Many view the Trump administration’s policies as inconsistent, but a closer look reveals something far more deliberate—a systematic strategy that disguises cruelty as reasonable governance
On June 24, the U.S. Embassy in Haiti issued a stark security alert advising American citizens not to travel to Haiti and urging those already in the country to leave immediately. The warning was so severe that U.S. government personnel were prohibited from taking commercial flights due to « potential risks to air traffic. »
Yet two days later, the Department of Homeland Security announced the complete termination of Temporary Protected Status for Haiti, claiming that « the environmental situation in Haiti has improved enough that it is safe for Haitian citizens to return home. »
This decision affects over 500,000 Haitians who had been protected under the program.
Many view the Trump administration’s policies as inconsistent, but a closer look reveals something far more deliberate—a systematic strategy that disguises cruelty as reasonable governance.
The termination of Temporary Protected Status (TPS) for Haitians is not isolated. It is part of a broader effort to erase Black and brown people from the American story.
This quiet purge is not limited to Haiti and is unfolding on multiple fronts. It is the removal of National Park Service pages about Harriet Tubman and the Underground Railroad, the deletion of Jackie Robinson’s military service history during the Pentagon’s DEI ( Diversity, Equity, and Inclusion) purge, and the renaming of Navy ships that honor civil rights leaders like Thurgood Marshall and Medgar Evers.
These are not random acts. They are carefully coordinated steps in a larger plan to redefine who gets to belong in America.
We’ve Seen This Playbook Before.
This strategy follows a well-worn American playbook. The Chinese Exclusion Act of 1882 began by targeting laborers, then expanded to exclude virtually all Chinese immigration for six decades. Japanese internment imprisoned 120,000 people—most of them American citizens—based solely on ancestry. The Mexican Repatriation of the 1930s forcibly removed over one million people, including 600,000 U.S. citizens. Each episode began with the most vulnerable and expanded from there. Each was justified with claims of necessity or safety. And each established precedents that went far beyond their original scope.

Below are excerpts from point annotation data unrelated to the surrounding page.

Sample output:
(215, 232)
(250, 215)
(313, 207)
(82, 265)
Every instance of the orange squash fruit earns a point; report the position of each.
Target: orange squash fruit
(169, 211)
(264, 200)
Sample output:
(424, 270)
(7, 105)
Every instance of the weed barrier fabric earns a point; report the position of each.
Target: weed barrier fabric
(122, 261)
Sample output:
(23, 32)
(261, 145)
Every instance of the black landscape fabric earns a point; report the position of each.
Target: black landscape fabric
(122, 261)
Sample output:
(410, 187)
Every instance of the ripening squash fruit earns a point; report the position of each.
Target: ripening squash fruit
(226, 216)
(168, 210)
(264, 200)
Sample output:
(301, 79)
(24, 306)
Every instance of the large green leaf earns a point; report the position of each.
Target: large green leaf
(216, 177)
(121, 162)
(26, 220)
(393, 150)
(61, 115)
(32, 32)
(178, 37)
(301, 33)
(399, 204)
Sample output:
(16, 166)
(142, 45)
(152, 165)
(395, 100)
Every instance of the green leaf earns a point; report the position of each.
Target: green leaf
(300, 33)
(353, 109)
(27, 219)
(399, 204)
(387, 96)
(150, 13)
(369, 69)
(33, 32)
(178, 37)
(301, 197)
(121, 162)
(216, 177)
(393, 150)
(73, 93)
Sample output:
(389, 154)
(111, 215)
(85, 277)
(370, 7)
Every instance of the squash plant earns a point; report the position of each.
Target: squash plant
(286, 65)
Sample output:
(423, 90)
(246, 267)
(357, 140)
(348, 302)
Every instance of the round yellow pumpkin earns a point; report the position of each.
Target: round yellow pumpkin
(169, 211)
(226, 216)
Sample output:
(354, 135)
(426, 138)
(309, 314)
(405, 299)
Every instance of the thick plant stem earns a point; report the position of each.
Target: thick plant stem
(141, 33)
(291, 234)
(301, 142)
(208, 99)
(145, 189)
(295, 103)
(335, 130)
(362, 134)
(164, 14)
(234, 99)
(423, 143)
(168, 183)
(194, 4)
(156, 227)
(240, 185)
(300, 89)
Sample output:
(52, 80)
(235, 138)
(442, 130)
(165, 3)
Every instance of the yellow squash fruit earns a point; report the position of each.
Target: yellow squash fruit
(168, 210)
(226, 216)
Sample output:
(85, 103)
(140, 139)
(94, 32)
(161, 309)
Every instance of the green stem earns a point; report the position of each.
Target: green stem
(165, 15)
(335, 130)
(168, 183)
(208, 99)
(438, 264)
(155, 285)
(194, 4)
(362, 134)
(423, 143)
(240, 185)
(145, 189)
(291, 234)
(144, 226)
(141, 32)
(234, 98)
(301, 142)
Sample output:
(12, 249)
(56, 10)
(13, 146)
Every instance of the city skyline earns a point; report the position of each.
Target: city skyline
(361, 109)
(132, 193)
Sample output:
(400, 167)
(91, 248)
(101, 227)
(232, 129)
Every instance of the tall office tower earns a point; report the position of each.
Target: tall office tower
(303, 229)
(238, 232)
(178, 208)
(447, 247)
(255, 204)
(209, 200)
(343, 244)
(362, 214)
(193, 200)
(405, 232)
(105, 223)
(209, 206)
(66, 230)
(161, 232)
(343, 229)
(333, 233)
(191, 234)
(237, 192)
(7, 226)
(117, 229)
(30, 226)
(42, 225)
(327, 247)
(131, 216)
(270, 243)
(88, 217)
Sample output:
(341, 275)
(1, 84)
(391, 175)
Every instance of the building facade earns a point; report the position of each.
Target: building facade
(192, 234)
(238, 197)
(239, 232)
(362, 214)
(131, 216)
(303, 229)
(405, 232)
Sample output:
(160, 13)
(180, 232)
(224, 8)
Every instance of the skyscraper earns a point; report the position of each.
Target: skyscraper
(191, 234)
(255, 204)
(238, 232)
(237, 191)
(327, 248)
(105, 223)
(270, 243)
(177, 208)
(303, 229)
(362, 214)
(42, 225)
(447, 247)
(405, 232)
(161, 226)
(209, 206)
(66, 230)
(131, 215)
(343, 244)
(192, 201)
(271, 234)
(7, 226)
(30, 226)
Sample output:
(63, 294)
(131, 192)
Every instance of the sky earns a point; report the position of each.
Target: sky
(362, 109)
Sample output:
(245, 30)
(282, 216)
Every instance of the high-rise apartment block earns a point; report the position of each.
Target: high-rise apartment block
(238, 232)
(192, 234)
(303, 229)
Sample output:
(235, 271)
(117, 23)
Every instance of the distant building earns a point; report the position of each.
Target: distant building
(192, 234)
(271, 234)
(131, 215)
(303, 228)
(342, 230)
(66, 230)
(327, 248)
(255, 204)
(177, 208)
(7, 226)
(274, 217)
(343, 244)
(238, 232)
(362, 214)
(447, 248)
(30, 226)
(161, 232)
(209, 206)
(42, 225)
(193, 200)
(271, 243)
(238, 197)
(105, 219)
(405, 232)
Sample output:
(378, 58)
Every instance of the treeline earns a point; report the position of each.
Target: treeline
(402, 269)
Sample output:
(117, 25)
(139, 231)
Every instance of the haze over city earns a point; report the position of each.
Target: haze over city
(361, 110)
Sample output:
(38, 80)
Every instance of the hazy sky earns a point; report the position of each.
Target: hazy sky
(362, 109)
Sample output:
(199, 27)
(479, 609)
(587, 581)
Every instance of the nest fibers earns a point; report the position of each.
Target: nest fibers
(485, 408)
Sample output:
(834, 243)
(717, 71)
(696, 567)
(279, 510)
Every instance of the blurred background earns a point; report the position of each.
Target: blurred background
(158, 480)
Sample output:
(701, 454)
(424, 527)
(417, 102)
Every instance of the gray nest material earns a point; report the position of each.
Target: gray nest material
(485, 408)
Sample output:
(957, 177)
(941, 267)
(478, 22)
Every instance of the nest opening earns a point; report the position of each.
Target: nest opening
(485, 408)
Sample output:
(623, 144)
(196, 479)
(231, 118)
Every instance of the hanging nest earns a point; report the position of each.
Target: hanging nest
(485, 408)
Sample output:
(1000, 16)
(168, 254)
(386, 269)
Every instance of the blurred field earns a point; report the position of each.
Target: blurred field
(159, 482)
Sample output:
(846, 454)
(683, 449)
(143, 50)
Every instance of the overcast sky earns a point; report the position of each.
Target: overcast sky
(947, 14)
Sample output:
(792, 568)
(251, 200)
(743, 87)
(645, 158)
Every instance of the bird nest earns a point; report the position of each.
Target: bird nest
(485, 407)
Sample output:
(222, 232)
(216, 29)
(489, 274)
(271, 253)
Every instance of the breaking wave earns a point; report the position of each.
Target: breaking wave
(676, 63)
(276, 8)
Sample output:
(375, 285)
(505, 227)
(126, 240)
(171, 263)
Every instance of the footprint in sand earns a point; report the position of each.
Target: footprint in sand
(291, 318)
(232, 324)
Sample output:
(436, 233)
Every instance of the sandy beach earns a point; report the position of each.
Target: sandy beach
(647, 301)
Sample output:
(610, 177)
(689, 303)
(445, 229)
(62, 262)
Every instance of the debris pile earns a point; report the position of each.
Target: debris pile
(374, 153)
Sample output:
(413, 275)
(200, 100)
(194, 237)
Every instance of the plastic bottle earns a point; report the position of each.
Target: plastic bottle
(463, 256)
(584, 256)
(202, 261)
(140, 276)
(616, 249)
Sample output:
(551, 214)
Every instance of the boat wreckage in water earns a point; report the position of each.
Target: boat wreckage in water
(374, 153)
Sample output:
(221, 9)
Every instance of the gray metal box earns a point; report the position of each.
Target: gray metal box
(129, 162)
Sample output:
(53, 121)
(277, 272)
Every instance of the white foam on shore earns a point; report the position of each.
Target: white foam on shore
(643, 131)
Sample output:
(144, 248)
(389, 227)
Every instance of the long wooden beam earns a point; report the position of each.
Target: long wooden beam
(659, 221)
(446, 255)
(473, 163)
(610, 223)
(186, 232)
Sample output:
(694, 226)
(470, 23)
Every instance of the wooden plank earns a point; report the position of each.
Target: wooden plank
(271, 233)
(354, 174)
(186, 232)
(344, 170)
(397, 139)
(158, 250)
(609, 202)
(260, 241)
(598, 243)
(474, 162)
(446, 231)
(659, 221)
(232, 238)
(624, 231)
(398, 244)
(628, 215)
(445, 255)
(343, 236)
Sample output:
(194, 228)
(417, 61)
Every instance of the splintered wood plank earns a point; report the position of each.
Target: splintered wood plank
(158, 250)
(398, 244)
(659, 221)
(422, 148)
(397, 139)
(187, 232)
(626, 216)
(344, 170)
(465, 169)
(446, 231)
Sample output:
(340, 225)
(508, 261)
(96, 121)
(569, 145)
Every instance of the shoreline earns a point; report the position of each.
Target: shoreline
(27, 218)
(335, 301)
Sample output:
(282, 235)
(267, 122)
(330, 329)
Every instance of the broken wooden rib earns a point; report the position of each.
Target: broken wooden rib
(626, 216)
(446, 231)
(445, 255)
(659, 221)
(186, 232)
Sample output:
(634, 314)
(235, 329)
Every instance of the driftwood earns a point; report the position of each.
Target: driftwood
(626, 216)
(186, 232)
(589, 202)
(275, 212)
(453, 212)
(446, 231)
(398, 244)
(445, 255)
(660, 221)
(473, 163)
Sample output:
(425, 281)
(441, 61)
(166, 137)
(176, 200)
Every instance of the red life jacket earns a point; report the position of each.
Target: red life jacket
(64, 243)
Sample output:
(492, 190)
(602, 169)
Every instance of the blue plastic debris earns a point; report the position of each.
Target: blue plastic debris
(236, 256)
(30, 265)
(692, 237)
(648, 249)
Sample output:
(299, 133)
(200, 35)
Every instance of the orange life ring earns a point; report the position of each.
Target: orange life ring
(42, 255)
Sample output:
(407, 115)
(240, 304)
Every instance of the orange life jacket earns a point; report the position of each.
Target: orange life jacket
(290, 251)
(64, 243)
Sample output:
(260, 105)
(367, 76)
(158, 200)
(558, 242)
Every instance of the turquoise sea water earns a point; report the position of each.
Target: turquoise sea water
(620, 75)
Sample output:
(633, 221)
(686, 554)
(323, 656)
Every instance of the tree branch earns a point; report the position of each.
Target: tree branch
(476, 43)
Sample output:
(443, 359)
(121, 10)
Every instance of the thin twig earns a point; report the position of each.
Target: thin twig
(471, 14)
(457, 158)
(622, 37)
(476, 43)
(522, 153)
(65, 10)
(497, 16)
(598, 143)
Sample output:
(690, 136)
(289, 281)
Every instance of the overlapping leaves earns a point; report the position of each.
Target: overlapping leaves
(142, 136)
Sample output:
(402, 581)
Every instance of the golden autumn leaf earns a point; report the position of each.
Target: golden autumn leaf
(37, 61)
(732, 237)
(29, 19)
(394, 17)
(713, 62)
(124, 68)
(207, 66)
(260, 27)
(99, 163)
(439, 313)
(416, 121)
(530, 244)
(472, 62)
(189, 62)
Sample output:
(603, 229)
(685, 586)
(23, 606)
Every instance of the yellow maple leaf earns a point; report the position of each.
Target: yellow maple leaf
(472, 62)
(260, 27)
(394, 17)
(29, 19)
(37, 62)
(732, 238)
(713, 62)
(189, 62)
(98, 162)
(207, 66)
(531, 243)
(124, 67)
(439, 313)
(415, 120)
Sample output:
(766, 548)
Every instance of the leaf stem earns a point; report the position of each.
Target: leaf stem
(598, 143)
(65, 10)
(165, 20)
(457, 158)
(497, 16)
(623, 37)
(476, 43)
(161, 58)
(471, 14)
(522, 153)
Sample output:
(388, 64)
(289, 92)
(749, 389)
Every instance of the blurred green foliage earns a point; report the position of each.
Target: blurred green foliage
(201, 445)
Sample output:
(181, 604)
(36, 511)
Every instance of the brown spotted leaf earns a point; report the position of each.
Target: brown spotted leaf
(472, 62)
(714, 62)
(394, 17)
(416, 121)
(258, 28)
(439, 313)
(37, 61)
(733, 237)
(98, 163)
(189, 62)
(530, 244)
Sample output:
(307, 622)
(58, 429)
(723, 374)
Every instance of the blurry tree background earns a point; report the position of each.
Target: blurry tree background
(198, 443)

For Haitians, this pattern is particularly familiar. The 1915-1934 U.S. occupation of Haiti resulted in 15,000 Haitian deaths. The « boat people » policies of the 1980s-90s showed this targeting continues: while Cubans fleeing communism were welcomed, Haitians fleeing dictatorship were intercepted at sea and returned to face persecution.
The Dominican Republic offers the most chilling contemporary example. In 2013, ruling TC-168-13 retroactively stripped citizenship from anyone born between 1929 and 2010 whose parents were undocumented immigrants, rendering over 200,000 people stateless overnight. Ten years later, as many as 130,000 Dominicans remain stateless, creating an exploitable underclass that benefits elites while keeping workers in constant fear.
This is why the US Supreme Court’s recent ruling on birthright citizenship signals what’s coming. Constitutional interpretation can be weaponized to retroactively erase citizenship and human dignity.
Pride Without Power.
As Haitian-Americans, we wear our flags with pride, invoke our revolutionary histories, and pack cultural festivals. But we seldom show up when marches, policy battles, or sustained civic engagement demand our presence. When Immigration and Customs Enforcement (ICE) raids our neighborhoods, those same crowds disappear.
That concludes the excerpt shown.